Creature from the Black Lagoon
089 03-13 The Creature From The Black Lagoon (1954) 4/5
Monster movies were out by the fifties, replaced by Sci-fi terror for the atomic age. Giant bugs, alien invaders, and the king of them all Godzilla would debut the year that Creature came out. The Creature was the last of the Universal Monsters, the last iconic character to get it’s own series of films. Archaeologists find a weird fossil of a claw sticking out of a rock, and go in search of the skeleton. This leads them to the black lagoon off the amazon, and they discover that the creature behind that claw is actually kicking around. For a rubber suit, the Creature is amazing! Tons of under water action, and the actor/stuntman playing the creature do a great job giving him character. Lots of great set pieces, goofy scientific explanations, and a pair of leads trying to outdo each other, one pulling an odd Chuck Heston vibe, the other a ruthless not quite Kirk Douglas. Well worth watching, just like all the other monster movies from Universal.

 
090 03-14 Don’t Go In The Woods… Alone (1981) 3/5
This one won’t be for everyone, or possibly anyone reading this blog. A super cheap slasher about a group of kids getting killed by a maniac in the woods. That’s the whole plot too, 4 youg people, wandering around in the woods, getting attacked. Other people, also wandering around in the woods, get attacked as well. There’s no character development, mystery, nothing, just people getting killed. The kill scenes are more ambitious than they could handle, so they throw fake blood all over the place to compensate. Hence this one became an official “Video Nasty” back in the 80’s, despite being pretty terrible. That said, if you’re a fan of the genre, this one is so completely shit that it manages to be oddly dreamlike and “good” to watch. It’s not good, it’s not so bad it’s good, it’s mostly just bad. Bad on all levels, from acting, to the effects, to pacing, to flare from the film being loaded into the camera wrong. So I don’t know why I “liked” it. The Vinegar Syndrome Blu-ray is as good as this film is likely to ever look.

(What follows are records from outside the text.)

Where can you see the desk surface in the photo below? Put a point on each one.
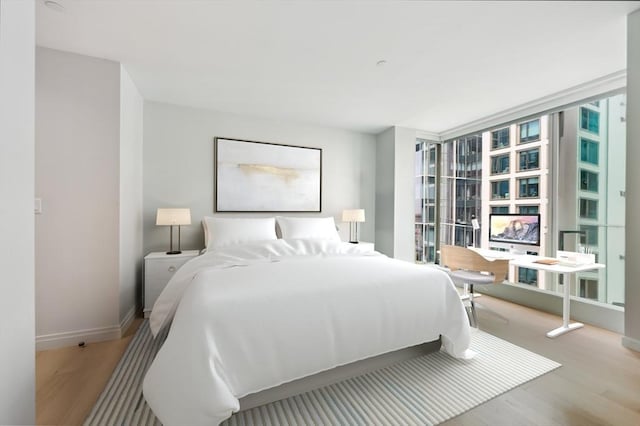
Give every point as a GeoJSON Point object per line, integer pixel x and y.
{"type": "Point", "coordinates": [528, 261]}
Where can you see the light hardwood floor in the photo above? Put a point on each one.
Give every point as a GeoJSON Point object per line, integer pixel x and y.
{"type": "Point", "coordinates": [598, 384]}
{"type": "Point", "coordinates": [69, 380]}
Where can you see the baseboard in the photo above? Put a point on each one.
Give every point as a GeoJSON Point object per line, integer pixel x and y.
{"type": "Point", "coordinates": [630, 343]}
{"type": "Point", "coordinates": [72, 338]}
{"type": "Point", "coordinates": [127, 320]}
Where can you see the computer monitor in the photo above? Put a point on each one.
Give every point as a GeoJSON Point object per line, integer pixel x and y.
{"type": "Point", "coordinates": [519, 232]}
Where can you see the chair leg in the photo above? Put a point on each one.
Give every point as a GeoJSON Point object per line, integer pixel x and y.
{"type": "Point", "coordinates": [473, 318]}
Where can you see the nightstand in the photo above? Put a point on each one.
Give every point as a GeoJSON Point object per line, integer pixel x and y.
{"type": "Point", "coordinates": [159, 267]}
{"type": "Point", "coordinates": [364, 246]}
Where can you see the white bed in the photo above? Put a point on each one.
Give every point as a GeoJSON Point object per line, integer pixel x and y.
{"type": "Point", "coordinates": [249, 317]}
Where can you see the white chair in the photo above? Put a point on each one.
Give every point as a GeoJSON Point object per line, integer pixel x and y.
{"type": "Point", "coordinates": [466, 266]}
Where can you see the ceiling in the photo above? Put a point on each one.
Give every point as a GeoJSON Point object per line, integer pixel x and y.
{"type": "Point", "coordinates": [447, 63]}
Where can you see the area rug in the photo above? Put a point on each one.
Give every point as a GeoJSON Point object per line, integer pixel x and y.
{"type": "Point", "coordinates": [426, 390]}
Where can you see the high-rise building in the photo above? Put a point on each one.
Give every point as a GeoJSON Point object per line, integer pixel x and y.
{"type": "Point", "coordinates": [591, 194]}
{"type": "Point", "coordinates": [515, 180]}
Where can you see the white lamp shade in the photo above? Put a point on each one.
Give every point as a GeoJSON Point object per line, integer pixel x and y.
{"type": "Point", "coordinates": [355, 215]}
{"type": "Point", "coordinates": [173, 217]}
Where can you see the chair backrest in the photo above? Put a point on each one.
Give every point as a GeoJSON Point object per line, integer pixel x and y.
{"type": "Point", "coordinates": [454, 258]}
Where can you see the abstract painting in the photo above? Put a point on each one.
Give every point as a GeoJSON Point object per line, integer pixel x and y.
{"type": "Point", "coordinates": [266, 177]}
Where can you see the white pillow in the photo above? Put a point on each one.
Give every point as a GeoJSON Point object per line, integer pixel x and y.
{"type": "Point", "coordinates": [322, 228]}
{"type": "Point", "coordinates": [221, 232]}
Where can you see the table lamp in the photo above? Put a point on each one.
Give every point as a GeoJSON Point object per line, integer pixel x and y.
{"type": "Point", "coordinates": [353, 217]}
{"type": "Point", "coordinates": [171, 218]}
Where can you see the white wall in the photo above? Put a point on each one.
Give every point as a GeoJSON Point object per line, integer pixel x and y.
{"type": "Point", "coordinates": [179, 170]}
{"type": "Point", "coordinates": [77, 176]}
{"type": "Point", "coordinates": [385, 191]}
{"type": "Point", "coordinates": [405, 181]}
{"type": "Point", "coordinates": [395, 192]}
{"type": "Point", "coordinates": [17, 360]}
{"type": "Point", "coordinates": [131, 135]}
{"type": "Point", "coordinates": [632, 271]}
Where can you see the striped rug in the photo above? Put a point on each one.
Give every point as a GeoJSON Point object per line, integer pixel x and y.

Some good movies in this batch. I couldn’t tell you how many times I’ve seen Creature at this point. It always entertains. Beautifully filmed. I finished Patton Oswalt’s new book, SILVER SCREEN FIEND a couple days ago. It’s a memoir detailing a 4-5 year period where he was hooked, bad, going to the movies. Racking up my kind of numbers. It’s a cautionary tale. I wanted to check off the films he lists in the back. I’m in deep, the movies will be the death of me.